Over the next 20 years, Rankin tirelessly campaigned for world peace. In 1940, riding a tide of isolationism, she won her second term in the House. The December 1941 Japanese attack on Pearl Harbor put an end to isolationism, but Rankin remained true to her antiwar beliefs, becoming the only member of Congress to vote against declaring war against Japan.
What is less well known about Jeannette Rankin is that she ran for a seat in the U.S. Senate in 1918. After her 1917 vote opposing World War I, she knew she stood no chance of winning a seat in a congressional district that the state legislature had recently reshaped with a Democratic majority. Instead, she placed her hopes for continuing her congressional career on being able to run statewide as a candidate for the Senate. Narrowly defeated in the Republican primary, she launched a third-party campaign for the general election.

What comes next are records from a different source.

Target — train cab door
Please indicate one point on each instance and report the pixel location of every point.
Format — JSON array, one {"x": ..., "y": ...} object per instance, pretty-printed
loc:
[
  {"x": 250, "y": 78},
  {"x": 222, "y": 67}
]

Although unsuccessful in her 1918 Senate race, Rankin helped destroy negative public attitudes about women as members of Congress. During her second House term in 1941, she served with six other women members, including Maine's Margaret Chase Smith. Those members carefully avoided making an issue of their gender. Rankin agreed with a colleague's famous comment, "I'm no lady. I'm a member of Congress."
At the time of Rankin’s death in 1973, the number of women serving in the House of Representatives had steadily grown, but prospects for women in the Senate looked bleak. Margaret Chase Smith had lost her bid for a fifth term and retired that year. No women served in the Senate during the next six years, and not until 1992 did more than two serve simultaneously.
Three-quarters of a century separated Rankin's 1918 Senate campaign from that pivotal 1992 election. Since then, the slowly increasing number of women members has become the norm rather than the exception.